In recognition of the value proposition of cloud computing, a significant level of effort is being expended in modernizing existing on-premises data warehouse environments by migrating both data and applications to the cloud.
Cloud environments provide a great degree of flexibility, especially when it comes to managing different types of data assets. This benefits data warehouse architects because they are not limited to using a relational database management system (RDBMS) to hold the data warehouse’s data; rather, they can take advantage of a collection of data storage and management paradigms that can be virtualized and used for downstream reporting and analytics.
Enterprise data lakes are particularly valuable for cloud-based data warehouse modernization. A data lake provides a place for collecting data sets in their original format, making those data sets available to different consumers and allowing data users to consume that data in ways specific to their own defined needs. However, blindly dumping data assets into enterprise data lakes without asserting some architectural oversight--as well as some degree of governance over the ingestion, storage and use of data lake data--may result in some data becoming effectively unusable.
The objectives of using enterprise data lakes in support of an overall data warehousing/reporting/analytics strategy are to enable data analysts and data scientists to access and use shared data assets while simultaneously enforcing data controls to ensure against unauthorized access of protected information.
Developing practical methodologies to maximize data accessibility and ensure scalable performance--while ensuring proper compliance with data protection policies--requires understanding the different roles that participate in the data lake, reviewing the factors that influence architectural decisions, and selecting technologies to meet requirements that are defined based on data lake use cases.
Here we examine three different types of roles that interact with enterprise data lakes:
A data contributor is an entity that contributes data into the data lake. The data contributor can be an individual, organization, system or external provider. In the best-case scenario, the data contributor is responsible for providing:
- Data description: A description of the data asset, which should include a high-level description of the data asset, the creator, when (or with what cadence) the data asset is produced, when the data asset is delivered, how the data asset is delivered, and data model(s) if available
- Business rules: Specifications of any assertions, rules or calculations for the data within the data asset that a data consumer would need to know prior to using the data
- Obligations: Constraints and requirements associated with the data asset; examples include rules about data protection or contractual restrictions on the number of data consumers that may access the data.
Because data contributors are supplying data for shared enterprise use, it is worthwhile to encourage parties to become data contributors. This suggests reducing the burden on data contributors by developing procedures and embracing tools that can help to produce this necessary metadata.
A data consumer is a person or an application that uses (“consumes”) data from the data lake. The data consumer can be an individual, organization, system or external consumer. Data consumers are expected to provide:
- Descriptions: A list of the data assets that are required with a description, and model(s) for each
- Use cases: Use cases that describe how the data lake assets are to be used and the methods to be used to access the data
- Performance expectations: Performance information--such as how many users and how much data they will use--necessary to influence the ways in which data assets are stored (for example, storage orientation and partitioning)

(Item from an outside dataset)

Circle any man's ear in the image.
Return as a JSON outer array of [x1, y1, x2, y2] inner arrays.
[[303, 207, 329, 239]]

- Transformations: The types of transformations to be applied to data in preparation for its use
The more data consumers there are, the more likely it will be that the data lake will succeed. Therefore, similar to the data contributors, it will be beneficial all around to encourage the use of the data lake while reducing the burden on consumers while doing so.
The directive to reduce burdens on both data contributors and data consumers is at odds with the need for a data lifecycle in enterprise data lakes: There must be processes for data ingestion, preparation, curation, storage, access and control. This suggests the need for a third data lake role: the DataOps practitioner. People in this role are responsible for the processes, tools and techniques for supporting the data lake lifecycle, including:
- Customer enablement: Processes ranging from soliciting information about use cases, to identifying data assets that can be used, to exploring access methods, and beyond
- Data ingestion: All types of data assets, including batch-loaded data sets and streaming data sets, as well as support for data sets with intermittent updates (for example, Change Data Capture)
- Data curation: Process involving assessing data asset metadata, enforcing rules for conformance with reference model standards, transformations for standardization, reorganizing data (for example, storage in columnar layout) and documenting data asset metadata in the data catalog.
- Data access: focusing on the ways that data consumers want to access data and configuring methods for access (such as direct SQL query access, APIs, or via NoSQL query languages).
- Security management: The ways in which restrictions, constraints and data protection obligations are analyzed and the right methods of protection are configured
In the best scenarios, the DataOps practitioners leverage good practices and a suite of tools that simplify data contribution and make data use transparent. These processes encompass the end-to-end data pipelines for ingesting data from a variety of source types, data preparation, formatting, storage, and producing data access methods to streamline the reporting and analytics workflows.
However, determining the right set of tools to accommodate these processes requires identifying the different entities touching enterprise data lakes, the actions and events they generate, and what expectations for accessibility, performance and data security.